Doubtless that is true, but I think the Times story misses an important point: Obama’s overall approval rating might be even lower were it not for the high marks the public still gives him on terrorism policy. In other words, the Times story reads like the reporter believes the puzzle needing explaining is why, given all of the terrorism successes, Obama’s ratings are not higher? Perhaps the puzzle needing explaining is the opposite: why, given Obama’s domestic record, is his approval rating still hovering as high as the low 40’s?
More generally, however, there is another puzzle worth exploring: why have several years of fairly hawkish counterterrorism policy not improved the Democratic Party’s overall brand on national security?
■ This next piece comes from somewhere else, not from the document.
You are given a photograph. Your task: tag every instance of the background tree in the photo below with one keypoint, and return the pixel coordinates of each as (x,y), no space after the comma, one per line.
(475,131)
According to Gallup, Americans still see Republicans as markedly better than Democrats at "protecting the country from international terrorism and military threats." This has long been a central part of the Republican brand, though the public’s frustration with the Iraq war allowed Democrats to enjoy a temporary advantage during the last year or two of the Bush tenure.
After Obama got elected, the Republican advantage returned and has remained steady ever since. Frankly, I am surprised that Obama’s genuine successes, particularly the bin Laden strike, seem not to have translated into more tangible improvements in the Democratic Party brand on this issue.
Several things, alternatively or collectively, may be at work. First, it is possible that the Democrat brand would be even worse without the hawkish Obama policy to point to; one clue in favor of this theory is that Democrats are not lagging Republicans as badly as they did in the early years after 9/11. Second, it is possible that Obama’s hawkish actions alienate as many doves as they woo hawks, leaving him no better off in the polls; a clue in favor of this theory is that the percentage of respondents reporting "no difference/no opinion," has inched up in the Gallup poll from a low of 9 percent in 2008 to 13 percent whereas the percentage endorsing Republicans has stayed the same at 49 percent and the percentage favoring Democrats dropped from 42 percent to 38 percent. Perhaps some fraction of the public was hoping Obama would be more dovish and now is equally dismayed by Republican and Democratic hawks. Third, it is possible that the Democratic brand is undermined by party doves who publicly complain about Obama’s policies, albeit not as loudly as they complained when Bush pursued the same policies. And fourth, perhaps the public doubts the sincerity of Democratic hawkishness, viewing it as political posturing rather than a sincere expression of the party’s commitment to national security.